Dick Walker, UC Berkeley Professor Emeritus of Geography and a longtime member of the California Studies Association, penned this retrospective on the life and legacy of Jeff Lustig.
Jeff Lustig was a stalwart of the Berkeley Left for almost fifty years and my friend, collaborator and comrade for much of that time. He was variously a teacher, union organizer, campus activist and scholar, and he excelled at all of them.
Jeff grew up in San Diego, then came to Berkeley as a student in Fall 1961. He was radicalized by a trip to Cuba in 1963 and then played a significant role in the Free Speech Movement of 1964-65. He went on to organize anti-war protests and other actions around campus. He received his PhD from the Political Science Department under Jack Schaar, but the conservative professors who dominated that department drove Schaar and other political theorists to leave and effectively blacklisted Jeff and other left students, like Frank Bardacke, from key tenure posts around the country.
Jeff took several itinerant jobs before landing at Sacramento State, including lectureships at Deep Springs College and UC Berkeley and Assistant Professorships at UC Riverside and Humboldt State. I met him in the late 1970s at Berkeley when he was teaching here, then serving as an organizer for the AFT on campus. Jeff couldn’t convince the faculty to unionize, but did get the ball rolling for librarians, teaching assistants and laboratory workers. We forged a close bond over our mutual love of California and distaste for the state’s agribusiness, water giveaways, and anti-tax movement, among other things. We would later write a tract in support of immigrants during the dark days of Pete Wilson’s Proposition 187 in 1994.

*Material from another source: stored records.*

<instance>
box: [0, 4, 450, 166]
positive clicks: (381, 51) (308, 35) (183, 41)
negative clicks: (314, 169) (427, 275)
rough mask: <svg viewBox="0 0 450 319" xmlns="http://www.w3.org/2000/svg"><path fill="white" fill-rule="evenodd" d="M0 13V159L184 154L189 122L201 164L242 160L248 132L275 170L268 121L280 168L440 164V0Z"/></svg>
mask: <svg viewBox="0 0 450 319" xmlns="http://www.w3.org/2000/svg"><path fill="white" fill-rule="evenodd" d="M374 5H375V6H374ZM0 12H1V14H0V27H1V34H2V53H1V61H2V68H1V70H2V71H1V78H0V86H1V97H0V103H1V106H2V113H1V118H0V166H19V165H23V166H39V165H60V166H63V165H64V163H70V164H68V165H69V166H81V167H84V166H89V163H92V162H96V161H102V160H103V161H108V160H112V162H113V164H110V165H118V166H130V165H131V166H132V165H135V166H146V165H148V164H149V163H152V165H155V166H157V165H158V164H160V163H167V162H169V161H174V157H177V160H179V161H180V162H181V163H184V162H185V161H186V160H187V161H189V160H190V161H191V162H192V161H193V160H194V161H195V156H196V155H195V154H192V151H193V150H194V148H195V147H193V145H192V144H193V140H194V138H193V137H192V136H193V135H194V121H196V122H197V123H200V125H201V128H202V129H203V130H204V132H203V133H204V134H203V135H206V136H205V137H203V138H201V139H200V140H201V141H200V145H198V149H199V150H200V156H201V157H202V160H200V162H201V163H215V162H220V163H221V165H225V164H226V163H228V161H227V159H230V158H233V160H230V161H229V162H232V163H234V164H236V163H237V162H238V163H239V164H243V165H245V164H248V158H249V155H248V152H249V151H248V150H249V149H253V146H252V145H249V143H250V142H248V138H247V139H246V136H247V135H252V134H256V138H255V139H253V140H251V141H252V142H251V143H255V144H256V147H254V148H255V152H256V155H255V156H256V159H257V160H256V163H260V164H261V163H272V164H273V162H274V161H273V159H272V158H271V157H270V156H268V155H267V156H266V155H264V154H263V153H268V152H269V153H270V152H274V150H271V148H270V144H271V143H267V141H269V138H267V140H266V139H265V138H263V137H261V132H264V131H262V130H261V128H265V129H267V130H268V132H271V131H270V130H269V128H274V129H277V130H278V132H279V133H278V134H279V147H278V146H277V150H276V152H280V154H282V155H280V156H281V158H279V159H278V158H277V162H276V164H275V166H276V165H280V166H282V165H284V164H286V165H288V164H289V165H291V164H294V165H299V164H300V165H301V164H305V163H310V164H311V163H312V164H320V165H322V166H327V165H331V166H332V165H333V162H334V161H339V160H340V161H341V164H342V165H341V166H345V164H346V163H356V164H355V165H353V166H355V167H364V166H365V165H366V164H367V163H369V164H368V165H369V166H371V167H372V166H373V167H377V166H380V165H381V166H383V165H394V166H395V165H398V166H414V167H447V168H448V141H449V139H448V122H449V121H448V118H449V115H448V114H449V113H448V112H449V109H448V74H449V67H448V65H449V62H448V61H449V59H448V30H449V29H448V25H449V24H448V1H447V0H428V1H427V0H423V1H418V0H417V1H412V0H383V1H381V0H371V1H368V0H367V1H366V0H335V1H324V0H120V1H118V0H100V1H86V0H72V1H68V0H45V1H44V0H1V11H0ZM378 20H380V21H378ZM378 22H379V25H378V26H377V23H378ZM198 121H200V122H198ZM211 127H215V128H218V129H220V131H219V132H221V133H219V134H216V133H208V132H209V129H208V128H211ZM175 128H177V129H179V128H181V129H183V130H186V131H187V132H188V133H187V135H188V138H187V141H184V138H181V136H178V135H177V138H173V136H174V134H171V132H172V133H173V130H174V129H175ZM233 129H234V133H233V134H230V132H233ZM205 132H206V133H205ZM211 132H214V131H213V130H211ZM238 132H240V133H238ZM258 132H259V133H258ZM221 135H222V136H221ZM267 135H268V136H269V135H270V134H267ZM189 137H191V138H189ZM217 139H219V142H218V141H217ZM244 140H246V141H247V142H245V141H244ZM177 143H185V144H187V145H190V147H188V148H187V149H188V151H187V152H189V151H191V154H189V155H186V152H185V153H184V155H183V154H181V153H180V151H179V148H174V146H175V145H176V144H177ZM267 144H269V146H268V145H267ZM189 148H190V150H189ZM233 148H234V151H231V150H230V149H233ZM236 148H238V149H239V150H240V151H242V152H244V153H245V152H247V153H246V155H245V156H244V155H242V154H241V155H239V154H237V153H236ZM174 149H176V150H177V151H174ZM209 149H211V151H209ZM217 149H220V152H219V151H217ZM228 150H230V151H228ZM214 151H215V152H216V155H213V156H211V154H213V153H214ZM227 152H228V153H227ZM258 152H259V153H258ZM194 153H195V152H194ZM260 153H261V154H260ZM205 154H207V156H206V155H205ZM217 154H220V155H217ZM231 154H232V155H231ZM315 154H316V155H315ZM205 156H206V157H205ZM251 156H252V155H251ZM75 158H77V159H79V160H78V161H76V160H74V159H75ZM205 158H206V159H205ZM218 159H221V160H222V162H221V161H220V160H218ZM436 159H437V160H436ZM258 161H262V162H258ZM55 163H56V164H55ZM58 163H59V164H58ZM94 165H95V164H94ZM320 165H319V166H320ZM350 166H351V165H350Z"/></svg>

Jeff eventually secured a career position as a professor in the Department of Government at CSU Sacramento and appointed Director of the Center for California Studies in 1988. The next year he launched the annual California Studies Conferences and single-handedly created the California Studies Association; both are still going strong after two decades. They became the touchstone for all of us with a serious interest in what makes the Golden State tick. At Jeff’s insistence, California Studies featured an eclectic mix of writers, poets, activists, teachers and others of a progressive or unconventional bent – a refreshing alternative to standard academic fare.
Apparently, Jeff’s kind of progressive ecumenical spirit in California Studies was not the CSU President’s vision of what should be done with a staid center for government policy wonks in Sacramento, so there was always tension with the administration. But Jeff had a clear vision of what he wanted and was never one to be brought to heel, so at the end of the 90s he decided to go back to teaching full-time. He also decided to leave California Studies to others at the end of the 1990s – although he came back to help out with a couple CSA conferences in the late 2000s. For all his great work, the association gave him the Carey McWilliams Award in 2002.
Jeff had found a new outlet for his immense energies. His new mission was to reactivate a sleepy California Faculty Association, the union that represented faculty in the CSU system, and, naturally, he succeeded. That union is today a progressive force fighting for public higher education in the state.
Jeff retired in 2010 to work on a new book. Because he was such a committed public intellectual and activist, Jeff’s scholarship is sometimes overlooked. His first book, Corporate Liberalism, is a great read and an important disquisition on 20th century liberalism and its inevitable distortion by capitalist power. Jeff’s articles were always sharp and to the point, whether it was on the failure of Leninist parties, the tension between race and class on the left, on the legacy of 1960s communalism, or the decline of public higher education.
But Jeff’s great love was for California and the state’s politics. He put out a wonderful collection on the contemporary crisis in state government in 2010, Remaking California, and was well along with a book on the political history of California and the roots of the present impasse when he died. I discussed that book with him at length after his cancer was discovered, and his brother Steve and I will do our best to complete it in the near future.
I already miss Jeff’s razor wit and cackling laugh, and the way he tilted his head as he was about to speak. Jeff was a character, all right, with a certain western, folksy affectation in the way he talked. But he was a fabulous raconteur, always ready with a new story and a deftly delivered punch line. He was ever opinionated, never boring and forever engaged with ideas and the people around him.
Jeff’s passing this June was a great loss to me and to us all. Our hearts go out to his wife, Nora Elliot, brother Steve Lustig, sister Nancy Lustig, and son Jake Lustig, and their families. It’s hard to imagine Berkeley without Jeff’s presence in the old house on Roosevelt Street.